# Scaling out (multi-nodes + multi-GPUs)

*Lightning integrates with horovod, standard.*

### Horovod

Horovods is an [Open Source framework](https://horovod.readthedocs.io/en/stable/summary_include.html) backed by Uber for distributed DL, compatible with TensorFlow, PyTorch and MXNet. 

Parallelism is done by [SPMD programming](https://en.wikipedia.org/wiki/SPMD) with MPI, and its development was motivated by the following leitmotiv: 'Internally at Uber we found the MPI model to be much more straightforward and require far less code changes than previous solutions such as Distributed TensorFlow with parameter servers.

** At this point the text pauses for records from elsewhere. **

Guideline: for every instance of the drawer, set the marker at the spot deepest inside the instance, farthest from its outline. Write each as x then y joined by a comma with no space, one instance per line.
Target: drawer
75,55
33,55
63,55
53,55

Once a training script has been written for scale with Horovod, it can run on a single-GPU, multiple-GPUs, or even multiple hosts without any further code changes'.

Horovod encompasses the design principle for any core MPI program. [More info](https://horovod.readthedocs.io/en/stable/concepts.html) 
* Size: number of processes
* Rank: unique process identifier
* Lank rank: unique process identifier within the server
* AllReduce: operation that aggregates data among multiple processes and distributes them back to them
* AllGather: operation that gathers data from all processes on every process
* Broadcast: operation that broadcasts data from one to every other processes
* AllToAll: operation to distribute data between all processes

Adapting an existing code from pure TensorFlow + Keras or pure PyTorch to Horovod [is just a few lines of code](https://horovod.readthedocs.io/en/stable/pytorch.html).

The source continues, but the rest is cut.